The administration’s response:
“There has been no purchase of property for the proposed new Spencer High School. The Muscogee County School District has taken steps to acquire property by means of a land swap with the Columbus Consolidated Government. The property obtained by the swap could be part of a possible future location in conjunction with property already owned by the district on the closed sites of Muscogee and Cusseta Road Elementary facilities for the proposed new high school. The actual future location of the high school will ultimately be determined by the Board once there is a disposition on the SPLOST vote.”
Myers, in an email Friday, insisted Lewis’ answer at the forum and the Fuller’s emailed statement seem to contradict each other. Myers asked, “Why won’t Lewis just say specifically what he intends to ask the board to do so the public will know?”
Fuller responded in a follow-up email Friday:
“No money has been exchanged. There has been no purchase of property. We own two pieces of property (Muscogee and Cusseta Road locations) and the land swap would complete the necessary acreage required to build a high school depending on the SPLOST disposition. Then, the Board must approve the site.”
Columbus Mayor Teresa Tomlinson said the land swap is basically a done deal.
“I believe it’s been signed,” Tomlinson said Friday. “It certainly has been approved. And we’re very excited about moving forward with that. I think this is going to give us a great opportunity to transform that area, and also to honor the history of Spencer High School and the legacy that it has left.
“I think it’s going to be a transformational project, the center of something much bigger and much broader to really lift up the neighborhoods that are there. And I think that the beginning of that tide will be a new Spencer High School.”

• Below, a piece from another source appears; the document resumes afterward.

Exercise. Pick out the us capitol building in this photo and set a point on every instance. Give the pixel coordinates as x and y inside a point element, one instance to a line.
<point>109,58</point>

According to the memorandum of understanding, the school district would receive 33 acres along Fort Benning Road in exchange for 21.44 acres at the former Marshall Middle School, 11 acres at Brewer Elementary School and 5 acres at the former Tillinghurst Elementary School. It also states that if the total value of the properties exchanged isn’t equal, the agency that receives the lesser value shall pay the difference in cash at the closing.
After the November work session in which the land swap proposal was presented to the school board, Myles Caggins, the school district’s now-retired operations chief, shared more details of the land swap:
The Tillinghurst property would be part of the proposed redesign of the southeast Columbus intersection known as the Spider Web, where an underpass would be built under the railroad tracks. Columbus Council unanimously voted Aug. 26 to build a tunnel rather than a bridge. The project, estimated to cost the city $46.5 million and funded by the Transportation Special Purpose Local Option Sales Tax, would alleviate traffic delays at the railroad crossing.
The excess land at Brewer would be used to build a road connecting Martin Luther King Boulevard with Buena Vista Road.
The Marshall property would be used for unspecified future redevelopment. In the building that houses the auditorium, the school district would keep two rooms for storage, one for standardized test materials and the other for Title I materials.
The 33 acres the city would give the school district along Fort Benning Road is undeveloped land south of Cusseta Road and north of Baker Plaza Road. A new Spencer High would be built there, Caggins said. The land would be contiguous with the 28 acres at the former Cusseta Road Elementary and the 9 acres at the former Muscogee Elementary. An athletics complex with tennis courts and fields for other sports could be built on those two parcels for district-wide use. “That would give us 70 acres, which is about what we currently have at Spencer,” Caggins said. The Spencer property off Victory Drive would be sold, he said.
Staff writer Mike Owen contributed to this report.